La suave brisa silbaba sobre la blancos pedazos de yeso y restos de ladrillos, varillas desparramadas por todos lados, mangos que usaban como asas y manijas; iglues circulares hechos con telas sintéticas eran el refugio de estas personas pintadas, y sobre los hierros de obra torcidos, oxidados, un hombre sucio se acercaba a mi silente guía agitando la tela de un paraguas blanco, enorme, con el logo de un banco serigrafiado en las orillas, y ambos saltaron de alegría.
Me invitaron al iglú central, mas grande que los otros, hecho con cientos de telas de paraguas y con espacio para diez personas, y dentro, apoyado sobre un cajón de manzanas adornado con varillar plateadas, había un proyector de diapositivas que tratarian de usar, mas adelante, con la tela blanca serigrafiada como pantalla. Vi las filminas a trasluz, escenas de otra época, de selvas, de gente de color. Escenas que los hombres pintados trataban de imitar, tiñiendose con humo y sembrando helechos en escombros.
Pobre gente, me dijo Paula.
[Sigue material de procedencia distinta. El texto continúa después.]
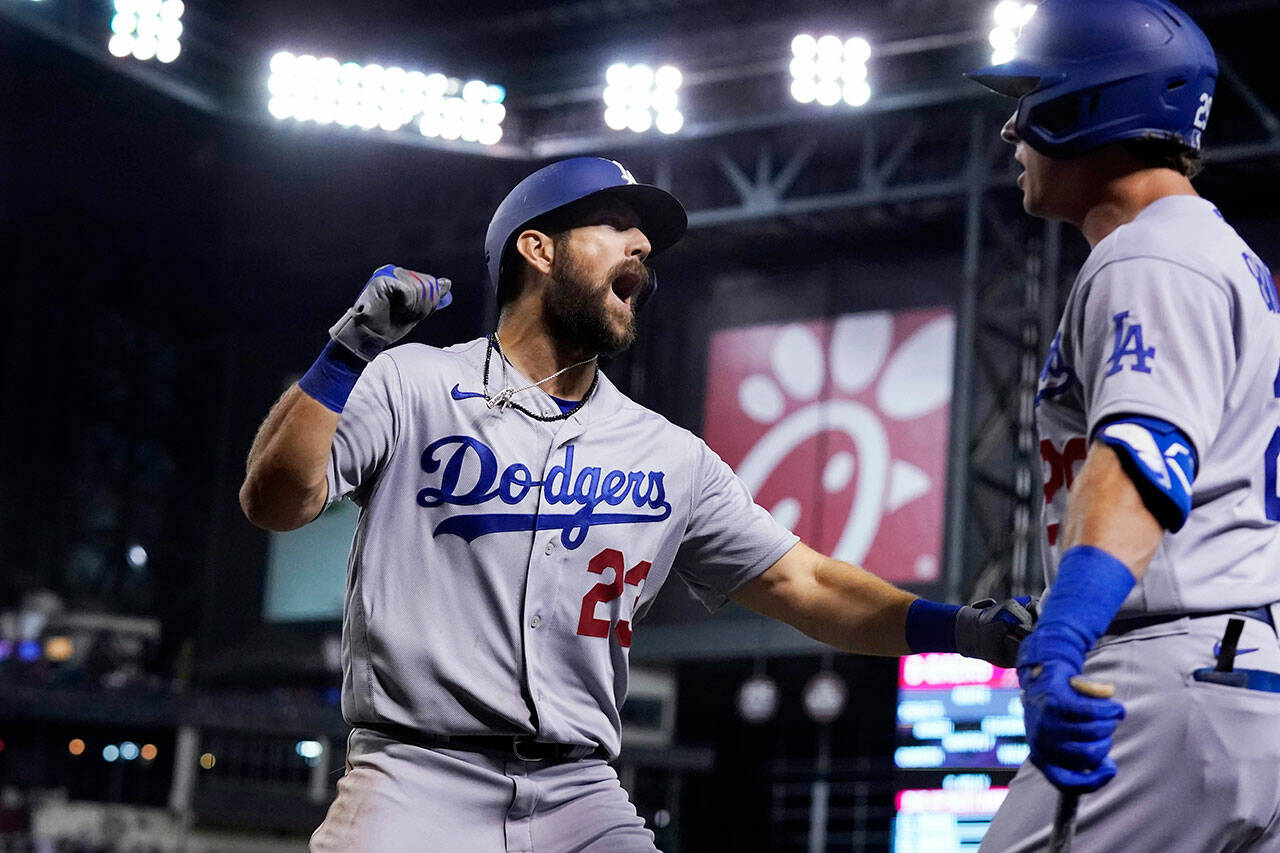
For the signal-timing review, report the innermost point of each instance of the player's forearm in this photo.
(1106, 511)
(286, 475)
(833, 602)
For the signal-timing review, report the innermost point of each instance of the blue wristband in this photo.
(1086, 596)
(332, 377)
(931, 626)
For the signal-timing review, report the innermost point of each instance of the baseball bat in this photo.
(1068, 801)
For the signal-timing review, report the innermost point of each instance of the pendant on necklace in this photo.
(502, 398)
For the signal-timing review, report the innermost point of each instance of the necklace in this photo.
(504, 398)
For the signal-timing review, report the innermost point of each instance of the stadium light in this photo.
(638, 97)
(1010, 17)
(830, 71)
(323, 90)
(147, 30)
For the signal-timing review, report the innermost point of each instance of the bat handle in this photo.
(1068, 801)
(1064, 822)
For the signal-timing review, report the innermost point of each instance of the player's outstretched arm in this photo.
(850, 609)
(286, 480)
(1109, 538)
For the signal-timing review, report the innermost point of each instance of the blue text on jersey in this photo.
(1129, 345)
(590, 488)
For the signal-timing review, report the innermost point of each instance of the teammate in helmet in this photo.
(1165, 544)
(519, 514)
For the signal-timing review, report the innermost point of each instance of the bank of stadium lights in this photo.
(830, 71)
(323, 90)
(147, 30)
(1010, 17)
(639, 97)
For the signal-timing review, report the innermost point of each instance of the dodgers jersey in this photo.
(499, 562)
(1173, 316)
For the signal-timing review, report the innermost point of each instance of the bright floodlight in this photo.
(639, 97)
(828, 71)
(1010, 17)
(149, 30)
(325, 91)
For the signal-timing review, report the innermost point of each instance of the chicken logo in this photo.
(840, 429)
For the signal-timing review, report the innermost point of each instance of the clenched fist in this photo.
(392, 304)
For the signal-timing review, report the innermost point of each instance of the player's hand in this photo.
(392, 304)
(1069, 725)
(992, 630)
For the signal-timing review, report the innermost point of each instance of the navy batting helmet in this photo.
(1092, 72)
(662, 218)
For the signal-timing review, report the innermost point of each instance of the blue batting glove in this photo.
(1069, 733)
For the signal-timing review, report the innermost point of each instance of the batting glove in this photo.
(392, 304)
(1069, 733)
(992, 630)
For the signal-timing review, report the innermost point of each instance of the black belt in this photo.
(522, 747)
(1133, 623)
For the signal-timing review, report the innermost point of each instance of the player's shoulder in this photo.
(416, 355)
(1183, 231)
(641, 416)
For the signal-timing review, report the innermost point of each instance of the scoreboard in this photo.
(960, 739)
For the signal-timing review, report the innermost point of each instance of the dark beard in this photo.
(575, 310)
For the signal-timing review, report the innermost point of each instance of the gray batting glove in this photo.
(992, 630)
(392, 304)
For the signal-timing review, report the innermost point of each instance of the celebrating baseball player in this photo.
(1159, 415)
(519, 515)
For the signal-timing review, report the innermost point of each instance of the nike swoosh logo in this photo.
(1217, 649)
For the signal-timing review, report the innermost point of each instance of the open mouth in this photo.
(627, 284)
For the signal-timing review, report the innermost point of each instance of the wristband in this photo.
(332, 377)
(931, 626)
(1086, 596)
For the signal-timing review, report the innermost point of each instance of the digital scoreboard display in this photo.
(960, 739)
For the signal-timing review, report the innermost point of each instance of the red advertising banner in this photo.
(839, 427)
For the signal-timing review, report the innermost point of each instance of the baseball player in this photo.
(1159, 415)
(519, 515)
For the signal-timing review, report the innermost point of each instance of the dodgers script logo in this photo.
(839, 429)
(469, 475)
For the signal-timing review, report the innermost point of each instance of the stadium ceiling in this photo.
(552, 58)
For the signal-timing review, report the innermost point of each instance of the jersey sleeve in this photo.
(730, 539)
(366, 432)
(1156, 340)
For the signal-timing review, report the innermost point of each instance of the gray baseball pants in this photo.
(1198, 763)
(397, 797)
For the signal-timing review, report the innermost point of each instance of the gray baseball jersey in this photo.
(501, 562)
(1173, 316)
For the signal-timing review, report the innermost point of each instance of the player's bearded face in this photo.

Pero en el cementerio de los paraguas no llueve, y si el viento te retuerce el paraguas o te lo deja en furma de copa, es motivo de alegría.

2 comentarios:

Zeithgeist dijo...

simplemente sublime man...
me hiciste acordar a algo mucho mas oscuro que supe leer sobre la gente de las alcantarillas, pero no viene al caso. Lo tuyo destila alegría (aunque parezca q no jajaj)

Thotila dijo...

Se agredece el comentario. Y si, se me hace facil, ahora, despues de tantos grandes, escribir algo oscuro y sniestro. Prefiero lo sencillo, poco emotivo. La emocion la aporta el que lo lee.